Running from the shell
bibliofetch run examples/dmrg-foundations-job.tomlRunning from Julia
using BiblioFetch
job_path = joinpath(@__DIR__, "dmrg-foundations-job.toml")
job = BiblioFetch.load_job(job_path)
length(job.refs), length(unique(r -> r.group, job.refs))(20, 7)Results from one real run
Running the job from Todai (no proxy, no TDM keys — oa_only mode) fetched 18 of 20 references in 175 seconds. The two misses are the oldest papers in the list, both of which predate arXiv.
| Group | ok / total | Notes |
|---|---|---|
seed | 1/1 | arxiv route |
dmrg_origin | 0/2 | White 1992 / 1993 — no OA, no preprint |
mps_review | 3/3 | Unpaywall + arxiv |
infinite_mps | 5/5 | Unpaywall + arxiv (iDMRG, from arXiv) |
tdvp | 2/2 | :s2 saved both |
finite_temperature | 5/5 | Unpaywall |
time_evolution | 2/2 | Unpaywall |
Per successful source, the distribution was:
| Source | count |
|---|---|
| unpaywall | 13 |
| arxiv | 3 |
| s2 | 2 |
18 PDFs, 16.6 MB total.
Where the cascade earned its keep
Two observations from this run are worth calling out, both of which vindicate the "try several sources in order" design:
1. Title-search fallback on DOIs without relation.has-preprint
For ten of the eleven successful APS references, Crossref's metadata did not include a relation.has-preprint arXiv link — the preprint id was recovered via the arXiv title+authors search fallback. Without that fallback, the run would have lost most of the APS-side bibliography to the "not a PDF (got HTML/landing)" path.

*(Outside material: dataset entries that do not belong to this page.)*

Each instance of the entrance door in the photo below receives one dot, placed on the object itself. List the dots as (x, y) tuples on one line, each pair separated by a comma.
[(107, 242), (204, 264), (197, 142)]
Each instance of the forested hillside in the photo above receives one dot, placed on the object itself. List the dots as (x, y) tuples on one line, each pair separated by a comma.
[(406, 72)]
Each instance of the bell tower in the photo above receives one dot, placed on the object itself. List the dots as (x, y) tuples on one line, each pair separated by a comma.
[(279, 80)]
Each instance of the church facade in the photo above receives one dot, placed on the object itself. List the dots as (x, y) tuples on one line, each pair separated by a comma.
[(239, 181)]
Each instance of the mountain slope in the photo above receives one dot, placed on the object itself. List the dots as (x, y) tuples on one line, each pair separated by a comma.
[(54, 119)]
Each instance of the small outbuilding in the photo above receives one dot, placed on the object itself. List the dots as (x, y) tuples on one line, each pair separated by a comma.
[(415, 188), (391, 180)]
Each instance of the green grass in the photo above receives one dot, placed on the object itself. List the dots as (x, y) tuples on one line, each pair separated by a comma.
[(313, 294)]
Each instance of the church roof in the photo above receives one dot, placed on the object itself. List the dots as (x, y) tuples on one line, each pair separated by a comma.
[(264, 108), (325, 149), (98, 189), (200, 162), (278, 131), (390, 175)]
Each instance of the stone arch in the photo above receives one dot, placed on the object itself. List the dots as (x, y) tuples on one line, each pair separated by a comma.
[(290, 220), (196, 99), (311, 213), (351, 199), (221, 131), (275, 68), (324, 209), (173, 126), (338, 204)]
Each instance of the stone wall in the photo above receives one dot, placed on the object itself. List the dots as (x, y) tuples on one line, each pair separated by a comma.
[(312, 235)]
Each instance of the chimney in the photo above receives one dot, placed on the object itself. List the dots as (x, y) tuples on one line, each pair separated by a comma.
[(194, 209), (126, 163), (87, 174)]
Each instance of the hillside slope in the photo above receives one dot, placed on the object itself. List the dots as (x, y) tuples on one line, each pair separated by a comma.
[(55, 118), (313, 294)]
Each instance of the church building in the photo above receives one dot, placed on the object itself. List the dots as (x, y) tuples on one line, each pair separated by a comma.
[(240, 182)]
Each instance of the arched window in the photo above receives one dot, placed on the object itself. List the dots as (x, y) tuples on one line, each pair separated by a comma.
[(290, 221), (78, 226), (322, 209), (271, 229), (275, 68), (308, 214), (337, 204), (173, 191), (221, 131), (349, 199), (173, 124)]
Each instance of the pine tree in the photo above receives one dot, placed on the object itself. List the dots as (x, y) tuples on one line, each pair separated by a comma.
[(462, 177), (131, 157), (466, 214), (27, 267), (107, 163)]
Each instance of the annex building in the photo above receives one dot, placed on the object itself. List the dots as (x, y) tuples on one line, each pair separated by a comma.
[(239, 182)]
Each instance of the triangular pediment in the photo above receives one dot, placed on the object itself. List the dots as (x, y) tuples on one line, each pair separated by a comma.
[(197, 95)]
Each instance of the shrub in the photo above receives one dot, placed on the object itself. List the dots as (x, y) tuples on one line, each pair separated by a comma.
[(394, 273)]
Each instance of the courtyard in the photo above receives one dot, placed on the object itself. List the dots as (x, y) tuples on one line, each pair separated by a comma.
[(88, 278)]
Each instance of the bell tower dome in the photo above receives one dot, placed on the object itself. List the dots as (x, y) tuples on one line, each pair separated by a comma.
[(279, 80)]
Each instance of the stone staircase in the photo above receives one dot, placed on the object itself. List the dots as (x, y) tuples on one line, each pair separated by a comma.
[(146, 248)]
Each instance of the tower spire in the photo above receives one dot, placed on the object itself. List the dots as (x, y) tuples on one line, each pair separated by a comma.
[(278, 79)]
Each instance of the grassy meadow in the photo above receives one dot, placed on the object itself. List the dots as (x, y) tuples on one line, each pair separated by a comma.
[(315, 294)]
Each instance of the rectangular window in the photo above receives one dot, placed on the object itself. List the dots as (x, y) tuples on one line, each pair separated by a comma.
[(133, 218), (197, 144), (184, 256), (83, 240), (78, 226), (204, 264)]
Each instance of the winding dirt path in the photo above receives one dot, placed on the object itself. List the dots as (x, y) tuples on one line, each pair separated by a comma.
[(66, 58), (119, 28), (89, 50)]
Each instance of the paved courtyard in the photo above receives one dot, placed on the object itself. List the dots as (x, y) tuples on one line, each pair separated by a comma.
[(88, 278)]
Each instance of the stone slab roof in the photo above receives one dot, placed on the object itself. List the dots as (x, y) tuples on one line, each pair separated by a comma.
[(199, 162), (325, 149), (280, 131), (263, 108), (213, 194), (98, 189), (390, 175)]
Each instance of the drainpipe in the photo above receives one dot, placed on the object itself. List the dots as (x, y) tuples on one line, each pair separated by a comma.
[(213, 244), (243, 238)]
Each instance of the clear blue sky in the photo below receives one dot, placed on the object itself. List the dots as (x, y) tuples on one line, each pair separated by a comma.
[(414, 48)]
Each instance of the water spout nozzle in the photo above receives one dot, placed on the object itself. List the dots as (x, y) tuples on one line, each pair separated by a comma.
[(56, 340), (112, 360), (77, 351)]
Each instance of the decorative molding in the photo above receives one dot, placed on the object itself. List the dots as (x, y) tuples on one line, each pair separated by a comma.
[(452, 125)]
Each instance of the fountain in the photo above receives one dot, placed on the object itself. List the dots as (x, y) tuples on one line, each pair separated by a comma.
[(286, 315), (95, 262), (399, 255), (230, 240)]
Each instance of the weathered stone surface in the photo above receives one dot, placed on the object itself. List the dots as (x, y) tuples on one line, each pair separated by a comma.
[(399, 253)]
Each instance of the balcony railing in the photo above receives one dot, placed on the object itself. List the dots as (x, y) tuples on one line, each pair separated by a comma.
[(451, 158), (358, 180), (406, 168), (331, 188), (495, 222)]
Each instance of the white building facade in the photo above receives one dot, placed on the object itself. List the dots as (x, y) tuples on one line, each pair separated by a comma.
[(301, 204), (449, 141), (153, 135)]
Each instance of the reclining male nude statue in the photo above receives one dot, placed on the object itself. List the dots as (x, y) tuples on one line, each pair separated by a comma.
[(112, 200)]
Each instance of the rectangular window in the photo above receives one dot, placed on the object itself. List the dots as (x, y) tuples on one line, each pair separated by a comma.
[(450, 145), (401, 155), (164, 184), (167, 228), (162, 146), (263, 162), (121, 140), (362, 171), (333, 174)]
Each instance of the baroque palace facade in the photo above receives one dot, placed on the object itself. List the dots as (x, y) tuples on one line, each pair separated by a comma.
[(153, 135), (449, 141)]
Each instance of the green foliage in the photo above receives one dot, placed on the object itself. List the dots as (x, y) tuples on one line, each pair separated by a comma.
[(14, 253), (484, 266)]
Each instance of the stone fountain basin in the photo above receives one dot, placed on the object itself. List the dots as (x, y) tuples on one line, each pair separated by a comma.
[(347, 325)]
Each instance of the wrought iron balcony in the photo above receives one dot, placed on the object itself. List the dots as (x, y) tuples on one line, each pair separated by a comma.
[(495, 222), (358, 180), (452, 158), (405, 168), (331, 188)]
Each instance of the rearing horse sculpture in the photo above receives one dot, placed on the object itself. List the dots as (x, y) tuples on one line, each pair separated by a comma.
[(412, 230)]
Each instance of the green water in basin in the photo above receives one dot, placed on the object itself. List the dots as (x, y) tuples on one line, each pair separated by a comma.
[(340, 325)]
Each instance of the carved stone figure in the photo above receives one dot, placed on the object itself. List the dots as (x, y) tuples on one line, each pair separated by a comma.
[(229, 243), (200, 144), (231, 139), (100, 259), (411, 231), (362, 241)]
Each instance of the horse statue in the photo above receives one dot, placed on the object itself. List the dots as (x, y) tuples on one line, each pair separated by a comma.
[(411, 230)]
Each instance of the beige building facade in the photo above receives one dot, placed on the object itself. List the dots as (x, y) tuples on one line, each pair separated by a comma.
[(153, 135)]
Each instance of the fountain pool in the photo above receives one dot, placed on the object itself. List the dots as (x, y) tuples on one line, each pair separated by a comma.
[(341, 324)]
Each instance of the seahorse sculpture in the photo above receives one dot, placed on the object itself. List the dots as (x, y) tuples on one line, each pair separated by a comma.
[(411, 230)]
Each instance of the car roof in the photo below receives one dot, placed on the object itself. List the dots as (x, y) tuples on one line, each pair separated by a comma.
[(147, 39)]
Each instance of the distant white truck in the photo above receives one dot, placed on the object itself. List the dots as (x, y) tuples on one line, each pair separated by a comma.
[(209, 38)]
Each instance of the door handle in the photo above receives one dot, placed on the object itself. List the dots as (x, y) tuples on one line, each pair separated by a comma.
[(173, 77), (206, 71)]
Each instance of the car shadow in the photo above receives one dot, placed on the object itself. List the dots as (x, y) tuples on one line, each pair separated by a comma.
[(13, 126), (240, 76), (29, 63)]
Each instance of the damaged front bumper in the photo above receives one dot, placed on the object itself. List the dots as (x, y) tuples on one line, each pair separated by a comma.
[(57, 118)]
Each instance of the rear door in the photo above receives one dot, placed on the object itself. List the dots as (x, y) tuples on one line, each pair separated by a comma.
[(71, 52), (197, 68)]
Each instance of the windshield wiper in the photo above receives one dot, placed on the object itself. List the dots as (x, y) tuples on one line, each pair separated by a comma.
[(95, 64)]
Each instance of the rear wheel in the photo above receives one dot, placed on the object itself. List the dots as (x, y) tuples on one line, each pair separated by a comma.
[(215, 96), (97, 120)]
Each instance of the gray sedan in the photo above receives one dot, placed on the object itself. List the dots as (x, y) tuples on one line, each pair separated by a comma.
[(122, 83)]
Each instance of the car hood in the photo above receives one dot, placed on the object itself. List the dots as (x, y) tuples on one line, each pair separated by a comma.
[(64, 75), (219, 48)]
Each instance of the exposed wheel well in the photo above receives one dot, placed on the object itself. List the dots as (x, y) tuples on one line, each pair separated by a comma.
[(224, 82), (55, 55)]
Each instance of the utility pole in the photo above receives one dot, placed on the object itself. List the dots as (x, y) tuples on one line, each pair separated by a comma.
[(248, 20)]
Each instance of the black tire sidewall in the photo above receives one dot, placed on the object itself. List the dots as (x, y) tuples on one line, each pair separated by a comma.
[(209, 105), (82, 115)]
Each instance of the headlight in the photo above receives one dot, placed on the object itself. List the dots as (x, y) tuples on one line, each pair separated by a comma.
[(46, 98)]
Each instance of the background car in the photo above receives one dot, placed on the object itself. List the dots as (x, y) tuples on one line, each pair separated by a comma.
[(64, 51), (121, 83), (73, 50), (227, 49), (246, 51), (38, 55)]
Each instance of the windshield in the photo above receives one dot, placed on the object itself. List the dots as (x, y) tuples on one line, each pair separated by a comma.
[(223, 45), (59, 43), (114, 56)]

2. :s2 as a second OA route
Two TDVP papers by Haegeman et al. are open-access per Unpaywall, but the bestoalocation URL is APS's link.aps.org/pdf/... — which serves an HTML landing page unless the request comes from a subscribing IP. BiblioFetch correctly rejected those downloads (the %PDF magic-byte check caught the HTML) and moved on to :s2, which pointed at repository-hosted PDFs (UGent Biblio) that served the real articles.

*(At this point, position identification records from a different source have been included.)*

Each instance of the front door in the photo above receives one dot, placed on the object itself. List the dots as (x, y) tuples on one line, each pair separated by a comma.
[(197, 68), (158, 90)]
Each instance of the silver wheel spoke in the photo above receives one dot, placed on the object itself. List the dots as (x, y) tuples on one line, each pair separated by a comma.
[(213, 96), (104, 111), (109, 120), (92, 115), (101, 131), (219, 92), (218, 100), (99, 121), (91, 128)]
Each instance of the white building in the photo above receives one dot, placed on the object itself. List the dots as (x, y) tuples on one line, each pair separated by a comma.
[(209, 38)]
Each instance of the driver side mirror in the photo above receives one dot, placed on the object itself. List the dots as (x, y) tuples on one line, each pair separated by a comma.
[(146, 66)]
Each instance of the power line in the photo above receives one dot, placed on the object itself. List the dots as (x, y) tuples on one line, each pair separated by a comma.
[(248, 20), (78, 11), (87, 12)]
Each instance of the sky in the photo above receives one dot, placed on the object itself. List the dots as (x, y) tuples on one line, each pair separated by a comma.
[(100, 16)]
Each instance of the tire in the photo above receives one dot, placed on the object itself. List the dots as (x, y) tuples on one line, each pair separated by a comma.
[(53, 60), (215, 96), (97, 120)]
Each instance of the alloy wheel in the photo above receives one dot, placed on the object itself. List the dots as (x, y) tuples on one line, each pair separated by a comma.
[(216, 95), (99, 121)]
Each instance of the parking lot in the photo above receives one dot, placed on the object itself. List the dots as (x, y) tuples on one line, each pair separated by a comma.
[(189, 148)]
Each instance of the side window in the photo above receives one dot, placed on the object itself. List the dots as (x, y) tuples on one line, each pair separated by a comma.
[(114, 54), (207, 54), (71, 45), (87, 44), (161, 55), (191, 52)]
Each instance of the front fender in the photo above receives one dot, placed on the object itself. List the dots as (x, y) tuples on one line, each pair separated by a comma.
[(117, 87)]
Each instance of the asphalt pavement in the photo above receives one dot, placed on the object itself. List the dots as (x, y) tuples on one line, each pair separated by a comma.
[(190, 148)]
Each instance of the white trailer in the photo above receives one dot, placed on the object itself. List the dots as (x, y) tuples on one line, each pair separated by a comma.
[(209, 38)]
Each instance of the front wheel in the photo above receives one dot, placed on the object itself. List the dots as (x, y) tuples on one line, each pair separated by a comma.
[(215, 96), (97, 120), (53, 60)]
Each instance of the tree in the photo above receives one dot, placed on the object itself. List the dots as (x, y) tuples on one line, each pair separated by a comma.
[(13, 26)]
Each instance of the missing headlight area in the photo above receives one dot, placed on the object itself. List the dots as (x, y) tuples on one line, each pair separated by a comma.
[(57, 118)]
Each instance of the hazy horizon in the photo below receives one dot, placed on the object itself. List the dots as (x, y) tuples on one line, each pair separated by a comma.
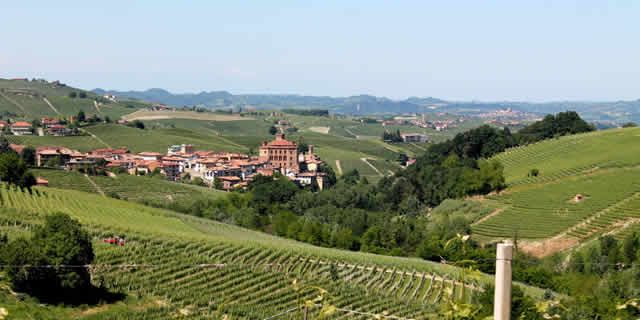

This is exactly the kind of failure the multi-source cascade exists to absorb.
Friction surfaced
Three issues for the project backlog came out of this run:
The run summary under-counts deferred entries. The one-line summary reports
refs: 20 (ok=18 failed=0)despite rendering✗symbols next to the two deferred papers.bibliofetch statscorrectly showsok: 18, pending: 2— therunsummary needs to gain the same third count.~~
targetis cwd-relative, not job-file-relative.~~ Fixed in #37 — relativetargetnow resolves against the job file's directory, matching Cargo / npm / tox / pre-commit behavior. Everyexamples/*-job.tomlin this PR uses a plain relative target.Pre-arXiv papers without an OA alternative are unreachable without a TDM key. White's 1992 and 1993 DMRG papers are on APS and have no preprint. Configuring
$APS_API_KEYand adding:apstosourceswould recover them. That's an infrastructure ask, not a tooling bug.
Visualizing the store
After the run, bibliofetch stats gives a per-group / per-source breakdown. bibliofetch bib exports a .bib file for LaTeX. Use bibliofetch info <key> to inspect the full attempt trail for any particular paper, including which routes the cascade tried and the HTTP status each returned.